”Kimse müzakerelerin kolay geçmesini beklemiyor”
Kıbrıs Rum Yönetimi Dışişleri Bakanı Kipriyanu, Atina Haber Ajansı'na demeç verdi
ATİNA - Kıbrıs Rum Yönetimi Dışişleri Bakanı Markos Kipriyanu, "hiç kimsenin Kıbrıs müzakerelerinin kolay geçmesini beklemediğini" belirtti.
Salı günü Atina'ya bir çalışma ziyareti yapması beklenen Kipriyanu, Atina Haber Ajansı'na demeç verdi. Kıbrıs'ta tarafların tezleri arasında farklılıklar olduğunu belirten Kipriyanu, Rum Yönetimi Lideri Dimitris Hristofyas ile KKTC Cumhurbaşkanı Mehmet Ali Talat'ın çözüm için ortak zemin oluşturan, BM Güvenlik Konseyi kararlarında belirtildiği gibi, siyasi eşitlik temelinde, tek egemenlik, tek uluslararası kimlik, tek vatandaşlık çerçevesinde iki bölgeli, iki toplumlu bir federasyon üzerinde anlaşmaya vardıklarını kaydetti.
Kipriyanu, "Rum tarafının, anlaşmaya varılan bu ortak zemin üzerinde, tüm Kıbrıslıların yani Kıbrıslı Rumlar ve Kıbrıslı Türklerin çıkarlarına hizmet edecek kalıcı ve işleyebilir bir çözüme ulaşılması için, iyi niyet ve kararlıkla müzakereler katıldığını" ifade etti.
Türk tarafının zaman zaman bu ortak zemin konusunda şüphe yaratabilecek resmi açıklamalarda bulunduğunu öne süren Kipriyanu, "Buna rağmen Türk tarafının da müzakere masasında aynı iyi niyeti göstererek, üçüncü ülkelerin değil, Kıbrıs halkının yararına dürüst bir müzakereye hazır olacağını ümit ediyoruz. Şu anda iki tarafın yaklaşımları arasında görülen farklılıklar sadece bu koşullar altında giderilebilir ve müzakereler olumlu bir sonuca varır" dedi.
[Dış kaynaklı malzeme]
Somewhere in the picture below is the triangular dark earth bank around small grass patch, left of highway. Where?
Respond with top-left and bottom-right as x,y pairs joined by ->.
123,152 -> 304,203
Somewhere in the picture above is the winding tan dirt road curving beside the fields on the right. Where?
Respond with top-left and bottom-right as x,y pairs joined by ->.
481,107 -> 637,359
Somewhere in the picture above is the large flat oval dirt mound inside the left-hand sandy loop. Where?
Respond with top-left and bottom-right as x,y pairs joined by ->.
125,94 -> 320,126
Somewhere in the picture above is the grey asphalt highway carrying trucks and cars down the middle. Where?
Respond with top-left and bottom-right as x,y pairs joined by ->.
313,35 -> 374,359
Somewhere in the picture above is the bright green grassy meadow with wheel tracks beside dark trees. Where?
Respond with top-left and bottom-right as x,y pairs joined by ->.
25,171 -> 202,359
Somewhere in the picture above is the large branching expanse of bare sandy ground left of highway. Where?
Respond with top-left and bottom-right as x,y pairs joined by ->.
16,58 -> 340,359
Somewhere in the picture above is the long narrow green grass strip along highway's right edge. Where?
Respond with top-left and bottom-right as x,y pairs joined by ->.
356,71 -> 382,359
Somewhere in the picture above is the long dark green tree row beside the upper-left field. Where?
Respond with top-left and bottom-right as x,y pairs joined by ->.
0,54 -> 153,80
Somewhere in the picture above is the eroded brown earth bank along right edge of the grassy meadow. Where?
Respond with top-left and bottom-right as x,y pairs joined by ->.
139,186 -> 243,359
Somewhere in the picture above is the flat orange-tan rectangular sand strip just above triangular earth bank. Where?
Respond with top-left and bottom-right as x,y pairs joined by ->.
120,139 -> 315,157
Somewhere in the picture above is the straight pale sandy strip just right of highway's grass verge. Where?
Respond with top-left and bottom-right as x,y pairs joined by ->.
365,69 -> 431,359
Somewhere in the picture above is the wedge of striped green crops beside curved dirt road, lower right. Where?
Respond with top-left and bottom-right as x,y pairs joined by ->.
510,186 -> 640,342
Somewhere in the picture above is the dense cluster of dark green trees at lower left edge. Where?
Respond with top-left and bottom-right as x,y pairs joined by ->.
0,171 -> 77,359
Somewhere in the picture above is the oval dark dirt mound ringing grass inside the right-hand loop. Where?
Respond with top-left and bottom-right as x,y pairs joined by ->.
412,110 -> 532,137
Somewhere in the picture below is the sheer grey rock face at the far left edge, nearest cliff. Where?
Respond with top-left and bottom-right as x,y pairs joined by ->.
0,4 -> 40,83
Tarafların görüşleri arasındaki farklılıkların müzakere konusu olduklarını ve açıkça tartışmasının bilgece olmayacağına inandığını da kaydeden Kipriyanu, sözlerini şöyle sürdürdü:
" Başlıca hedefimiz, Kıbrıs sorununun çözümünün, BM çerçevesinde kalmasına rağmen, Kıbrıslılara ait olması. Hedefimiz, hep varacakları çözüm ile ortak bir vatanda kendileri yaşayacak olan Kıbrıslıların kendi aralarında anlaştıkları bir çözüme varmasıydı ve halen de öyle.
Ayrıca garantörlük, yerleşimciler ve Türk askerinin Ada;dan ayrılması doğrudan Türkiye'yle ilgilidir. Bu nedenle, Türkiye;den isteğimiz, AB;ye karşı da üstlendiği yükümlülükler çerçevesinde, Kıbrıs sorununun çözüm çabalarına olumlu ve faal olarak, yapıcı bir şekilde katkıda bulunmasıdır. Ayrıca, Türkiye;den beklentimiz, çözüm konusunda, kendi çıkarlarına değil, Kıbrıslıların çıkarlarına yoğunlaşmasıdır."
Rum tarafının "bakire doğum" süreciyle iki devletli bir çözümü kabul etmesinin mümkün olmadığını da savunan Kipriyanu, federal çözümün, iki toplumun ortaklığı çerçevesinde ve her yerde olduğu gibi devletler değil yerel hükümetler tarafından yaşama geçirilecek bir federasyon oluşturulması anlamına geldiği görüşünü ifade etti.